The Dining-Hall, with its lobby and organ-gallery, occupies the
entire story, which is 187 feet long, 51 feet wide, and 47 feet
high; it is lit by nine large windows, filled with stained glass on
the south side; that is, next to Westminster Hall, the noblest room in
the metropolis. Here the boys, now about 800 in number, dine; and here
are held the 'Suppings in Public,' to which visitors are admitted by
tickets, issued by the Treasurer and by the Governors of Christ's
Hospital. The tables are laid with cheese in wooden bowls; beer in
wooden piggins, poured from leathern jacks; and bread brought in large
baskets. The official company enter; the Lord Mayor, or President,
takes his seat in a state chair, made of oak from St. Catherine's
Church by the Tower; a hymn is sung, accompanied by the organ; a
'Grecian,' or head boy, reads the prayers from the pulpit, silence
being enforced by three drops of a wooden hammer. After prayer the
supper commences, and the visitors walk between the tables. At its
close, the 'trade-boys' take up the baskets, bowls, jacks, piggins,
and candlesticks, and pass in procession, the bowing to the
Governors being curiously formal. This spectacle was witnessed by
Queen Victoria and Prince Albert in 1845.
Among the more eminent Blue Coat Boys are Joshua Bames, editor
of Anacreon and Euripides; Jeremiah Markland, the eminent critic,
particularly in Greek literature; Camden, the antiquary; Bishop
Stillingfleet; Samuel Richardson, the novelist; Thomas Mitchell, the
translator of Aristophanes; Thomas Barnes, many years editor of the
London Times; Coleridge, Charles Lamb, and Leigh Hunt.
No boy is admitted before he is seven years old, or after he is
nine; and no boy can remain in the school after he is fifteen,
King's boys and 'Grecians' alone excepted. There are about 500
Governors, at the head of whom are the Sovereign and the Prince of
Wales. The qualification for a Governor is payment of L500.- Ibid.
GENERAL NOTE
One hears much about the 'hideous Blue-Laws of Connecticut,' and
is accustomed to shudder piously when they are mentioned.
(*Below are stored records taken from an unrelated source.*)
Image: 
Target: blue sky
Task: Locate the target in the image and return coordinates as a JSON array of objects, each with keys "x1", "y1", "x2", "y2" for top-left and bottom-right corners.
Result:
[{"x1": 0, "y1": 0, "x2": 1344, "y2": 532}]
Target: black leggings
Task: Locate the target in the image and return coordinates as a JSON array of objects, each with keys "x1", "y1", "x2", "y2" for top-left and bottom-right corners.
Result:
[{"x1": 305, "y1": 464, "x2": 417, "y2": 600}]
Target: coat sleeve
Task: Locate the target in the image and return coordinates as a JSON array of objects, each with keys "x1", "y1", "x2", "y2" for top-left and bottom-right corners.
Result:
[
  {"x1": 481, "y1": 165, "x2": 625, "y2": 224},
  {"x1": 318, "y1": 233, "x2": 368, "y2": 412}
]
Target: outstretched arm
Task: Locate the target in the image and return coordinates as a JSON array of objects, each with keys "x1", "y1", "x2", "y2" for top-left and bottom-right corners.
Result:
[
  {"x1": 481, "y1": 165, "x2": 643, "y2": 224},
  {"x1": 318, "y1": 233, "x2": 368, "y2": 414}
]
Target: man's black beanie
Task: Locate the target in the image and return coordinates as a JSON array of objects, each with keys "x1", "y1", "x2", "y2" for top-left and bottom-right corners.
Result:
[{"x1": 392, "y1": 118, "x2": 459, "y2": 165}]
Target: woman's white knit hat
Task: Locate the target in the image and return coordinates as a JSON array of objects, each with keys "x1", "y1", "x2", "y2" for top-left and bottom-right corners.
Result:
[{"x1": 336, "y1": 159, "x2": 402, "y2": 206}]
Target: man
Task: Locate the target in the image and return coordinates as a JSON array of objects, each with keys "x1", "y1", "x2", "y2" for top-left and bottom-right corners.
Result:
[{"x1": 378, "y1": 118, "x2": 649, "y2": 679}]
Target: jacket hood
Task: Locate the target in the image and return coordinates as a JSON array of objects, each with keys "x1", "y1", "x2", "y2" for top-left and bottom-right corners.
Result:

There are
people in America- and even in England!- who imagine that they were
a very monument of malignity, pitilessness, and inhumanity; whereas,
in reality they were about the first sweeping departure from judicial
atrocity which the 'civilized' world had seen. This humane and kindly
Blue-Law code, of two hundred and forty years ago, stands all by
itself, with ages of bloody law on the further side of it, and a
century and three-quarters of bloody English law on this side of it.
There has never been a time- under the Blue-Laws or any other-
when above fourteen crimes were punishable by death in Connecticut.
But in England, within the memory of men who are still hale in body
and mind, two hundred and twenty-three crimes were punishable by
death!* These facts are worth knowing- and worth thinking about, too.
* See Dr. J. Hammond Trumbull's Blue Laws, True and False, p. 11.